Yesterday, the U.S. Department of Agriculture (USDA) declared another 76 counties to be disaster areas as a result of the drought, bringing the total to 1,234. There are 3,033 counties in America. The map of declared disaster areas looks like this:
I mean, half of Hawaii is a disaster area.
The drought is expected to lead to an increase in food prices (as we’ve noted previously). The New York Times has a big story on food prices this morning that’s worth a look. And here’s the USDA’s preliminary prediction for what food price increases to expect. The expected drop in corn availability has already pushed at least one U.S. meat producer to import corn from Brazil as a hedge against a shortage this fall.
We can also expect an increase in insects, hooray. From Southern California Public Radio:
“Insects are cold-blooded, which means that their body temperatures are regulated by the temperature of their environment,” said Missy Henriksen, the vice president of public affairs for the [National Pest Management Association]. “In cold weather, insects’ internal temperatures drop, causing them to slow down. But in warm weather, they become more active. Larvae grow at a faster rate, reproduction cycles speed up and they move faster.”

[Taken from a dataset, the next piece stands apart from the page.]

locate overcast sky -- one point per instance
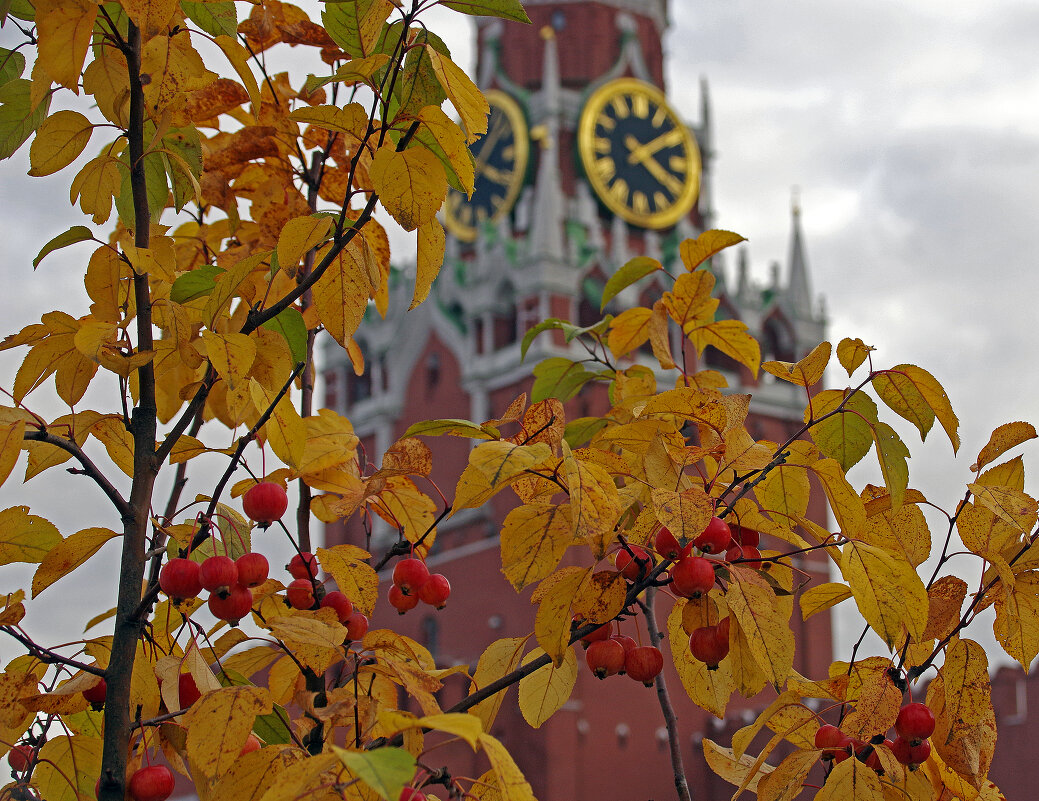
(912, 131)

Which means perfect conditions for a host of pests including fleas, ticks, termites, mosquitoes, brown recluse and black widow spiders and scorpions to flourish in the coming weeks. What’s worse, the hot, dry temperatures will eventually drive those pests to seek out moisture and cool places to dwell — like homes.
I repeat: hooray.
And we can expect basically everything to break. Earlier this month, we noted that train tracks and airplane runways are melting in the extreme heat; earlier this week, we noted that drought threatens power production. Today, the Times catches up, noting that extreme weather will push more infrastructure beyond its intended limits:
“We’ve got the ‘storm of the century’ every year now,” said Bill Gausman, a senior vice president and a 38-year veteran at the Potomac Electric Power Company, which took eight days to recover from the June 29 “derecho” storm that raced from the Midwest to the Eastern Seaboard and knocked out power for 4.3 million people in 10 states and the District of Columbia.

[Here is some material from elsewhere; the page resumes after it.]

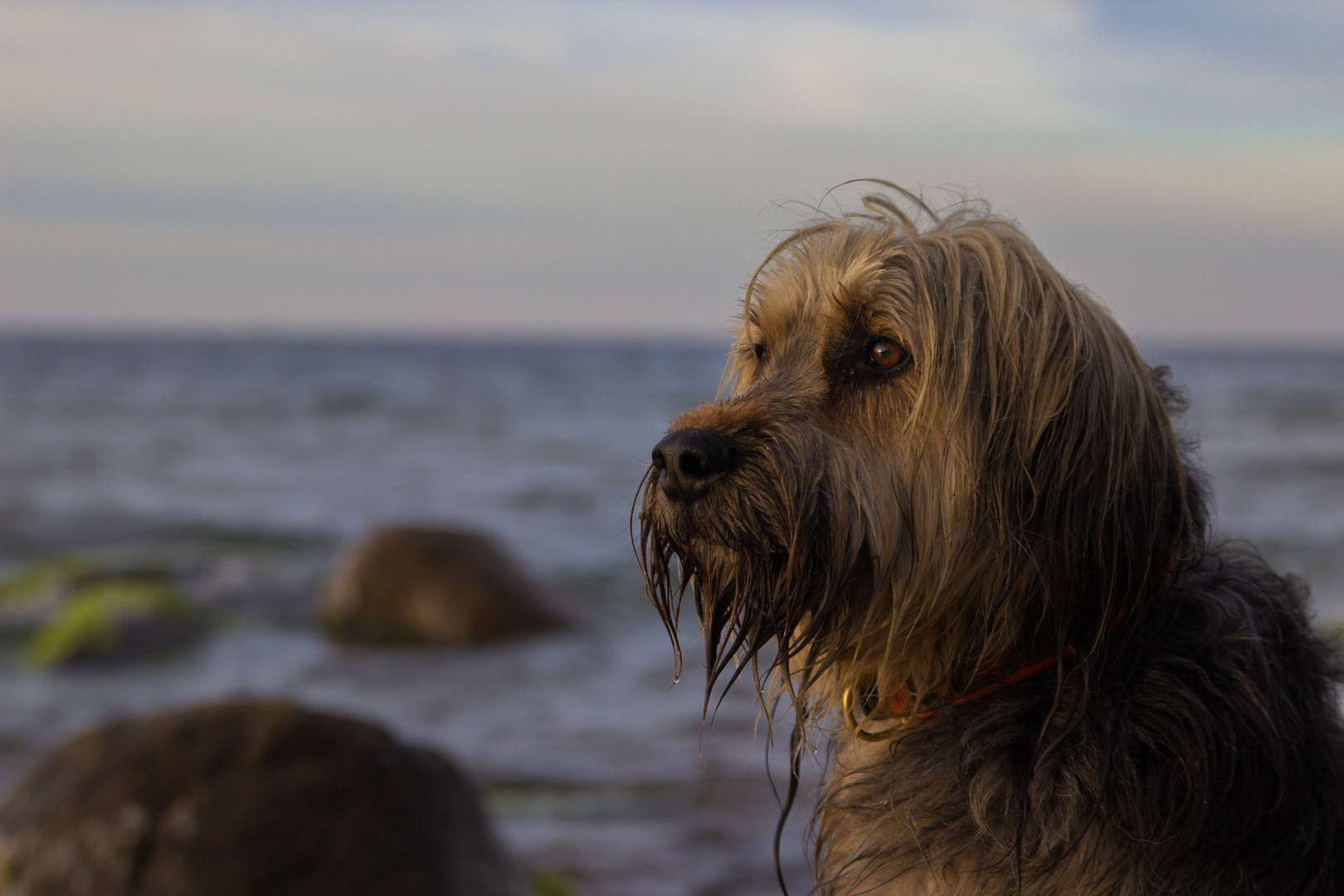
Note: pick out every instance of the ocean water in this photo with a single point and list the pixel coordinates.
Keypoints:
(242, 465)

In general, nobody in charge of anything made of steel and concrete can plan based on past trends, said Vicki Arroyo, who heads the Georgetown Climate Center at Georgetown University Law Center in Washington, a clearinghouse on climate-change adaptation strategies.
Highways, Mr. Scullion noted, are designed for the local climate, taking into account things like temperature and rainfall. “When you get outside of those things, man, all bets are off.” As weather patterns shift, he said, “we could have some very dramatic failures of highway systems.”
So, to recap:
- The drought continues to spread.
- Food will get more expensive.
- Our houses will be infested with bugs.
- Highways and power stations will fail.
This probably isn’t related, but Gchat and Twitter also went down today, so I’m just going to throw that into the mix.
Point being: Construction on the Thunderdome is to begin immediately in the Badlands of South Dakota. Let’s make sure the concrete we use can withstand extreme heat.